Faction represented in the Knesset
- 1992–1999: Labor Party
- 1999–2001: One Israel

Personal details
- Born: 17 October 1953 (age 72) Tel Aviv, Israel

= Eli Goldschmidt =

Israeli politician

Eli Goldschmidt (אלי גולדשמידט; born 17 October 1953) is an Israeli former politician who served as a member of the Knesset for One Israel and the Labor Party between 1992 and 2001.

==Biography==
Born in Tel Aviv, Goldschmidt studied law at Tel Aviv University, where he earned an MA before working as a lawyer.

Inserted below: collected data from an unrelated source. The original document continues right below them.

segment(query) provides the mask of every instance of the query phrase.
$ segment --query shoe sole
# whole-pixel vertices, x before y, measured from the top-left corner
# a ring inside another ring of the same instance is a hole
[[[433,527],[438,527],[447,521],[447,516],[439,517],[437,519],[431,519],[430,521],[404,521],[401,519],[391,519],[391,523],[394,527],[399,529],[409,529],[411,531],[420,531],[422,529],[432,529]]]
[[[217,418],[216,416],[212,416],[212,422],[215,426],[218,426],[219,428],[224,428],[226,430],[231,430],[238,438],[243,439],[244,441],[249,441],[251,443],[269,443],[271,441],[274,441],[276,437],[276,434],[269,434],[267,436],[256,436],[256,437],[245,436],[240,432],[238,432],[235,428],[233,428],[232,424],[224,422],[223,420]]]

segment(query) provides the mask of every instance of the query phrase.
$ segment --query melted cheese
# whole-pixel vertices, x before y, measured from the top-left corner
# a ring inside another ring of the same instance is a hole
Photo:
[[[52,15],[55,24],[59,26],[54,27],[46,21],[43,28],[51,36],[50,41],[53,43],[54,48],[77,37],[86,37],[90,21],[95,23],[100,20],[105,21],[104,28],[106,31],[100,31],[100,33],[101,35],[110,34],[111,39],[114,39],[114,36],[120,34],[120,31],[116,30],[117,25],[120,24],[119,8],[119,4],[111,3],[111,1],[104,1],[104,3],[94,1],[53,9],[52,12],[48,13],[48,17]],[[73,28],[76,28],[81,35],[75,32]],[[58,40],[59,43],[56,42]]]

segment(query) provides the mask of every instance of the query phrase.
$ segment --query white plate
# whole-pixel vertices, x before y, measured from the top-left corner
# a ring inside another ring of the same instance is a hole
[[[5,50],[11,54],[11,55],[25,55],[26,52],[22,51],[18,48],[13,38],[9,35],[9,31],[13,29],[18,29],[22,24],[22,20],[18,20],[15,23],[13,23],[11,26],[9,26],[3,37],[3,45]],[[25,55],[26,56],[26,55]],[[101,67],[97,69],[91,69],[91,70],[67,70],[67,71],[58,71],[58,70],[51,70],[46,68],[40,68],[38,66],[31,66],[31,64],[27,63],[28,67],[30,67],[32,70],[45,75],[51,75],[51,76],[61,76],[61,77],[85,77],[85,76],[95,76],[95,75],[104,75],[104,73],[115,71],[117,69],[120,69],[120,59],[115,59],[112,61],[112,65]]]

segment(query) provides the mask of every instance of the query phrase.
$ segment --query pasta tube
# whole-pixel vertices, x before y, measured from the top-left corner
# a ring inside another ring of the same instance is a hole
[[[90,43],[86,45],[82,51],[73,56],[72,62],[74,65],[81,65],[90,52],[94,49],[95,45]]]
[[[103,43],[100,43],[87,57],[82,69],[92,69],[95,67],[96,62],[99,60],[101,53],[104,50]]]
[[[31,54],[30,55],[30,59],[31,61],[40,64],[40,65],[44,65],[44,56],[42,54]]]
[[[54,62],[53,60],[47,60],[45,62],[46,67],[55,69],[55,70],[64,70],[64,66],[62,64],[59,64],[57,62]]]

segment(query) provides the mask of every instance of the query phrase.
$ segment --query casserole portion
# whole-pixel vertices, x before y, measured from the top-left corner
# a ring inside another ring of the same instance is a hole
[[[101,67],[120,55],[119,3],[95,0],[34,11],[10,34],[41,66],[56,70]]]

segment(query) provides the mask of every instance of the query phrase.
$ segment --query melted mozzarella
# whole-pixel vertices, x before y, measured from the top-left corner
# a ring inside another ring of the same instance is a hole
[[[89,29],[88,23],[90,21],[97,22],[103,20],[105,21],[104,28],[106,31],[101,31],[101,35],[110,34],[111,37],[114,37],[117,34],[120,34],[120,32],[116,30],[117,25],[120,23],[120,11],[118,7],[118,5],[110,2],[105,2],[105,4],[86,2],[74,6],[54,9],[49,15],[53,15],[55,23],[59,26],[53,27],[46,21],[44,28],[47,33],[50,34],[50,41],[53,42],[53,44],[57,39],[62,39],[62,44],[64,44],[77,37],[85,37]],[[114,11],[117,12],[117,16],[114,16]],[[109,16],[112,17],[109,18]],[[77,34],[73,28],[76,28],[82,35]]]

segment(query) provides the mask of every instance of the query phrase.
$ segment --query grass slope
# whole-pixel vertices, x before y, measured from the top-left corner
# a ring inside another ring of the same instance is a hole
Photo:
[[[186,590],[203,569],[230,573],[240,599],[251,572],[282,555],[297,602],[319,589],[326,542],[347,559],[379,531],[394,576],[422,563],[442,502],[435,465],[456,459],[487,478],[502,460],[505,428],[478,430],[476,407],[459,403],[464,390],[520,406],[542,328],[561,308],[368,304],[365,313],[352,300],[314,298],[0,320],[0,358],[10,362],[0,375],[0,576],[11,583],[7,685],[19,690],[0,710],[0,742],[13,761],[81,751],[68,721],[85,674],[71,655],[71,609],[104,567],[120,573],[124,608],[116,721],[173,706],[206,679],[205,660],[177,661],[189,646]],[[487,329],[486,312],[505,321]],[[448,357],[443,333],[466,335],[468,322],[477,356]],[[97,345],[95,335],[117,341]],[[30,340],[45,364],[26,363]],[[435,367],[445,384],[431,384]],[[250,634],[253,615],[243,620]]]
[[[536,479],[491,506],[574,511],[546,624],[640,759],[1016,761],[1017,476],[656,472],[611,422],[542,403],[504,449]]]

He was first elected to the Knesset on the Labor Party list in 1992 and chaired the House Committee and the Joint Committee for the Knesset Budget during his first term. After being re-elected in 1996 he chaired the Economic Affairs Committee. For the 1999 elections he was placed thirteenth on the One Israel list (an alliance of Labor, Meimad and Gesher), and retained his seat as the alliance won 26 mandates. He was appointed chairman of the Finance Committee, but resigned his seat on 13 February 2001, citing a toxic political culture, and was replaced by Mordechai Mishani.

He became a Likud member in 2026 and was placed in a reserved slot ahead of the 2026 Israeli legislative election.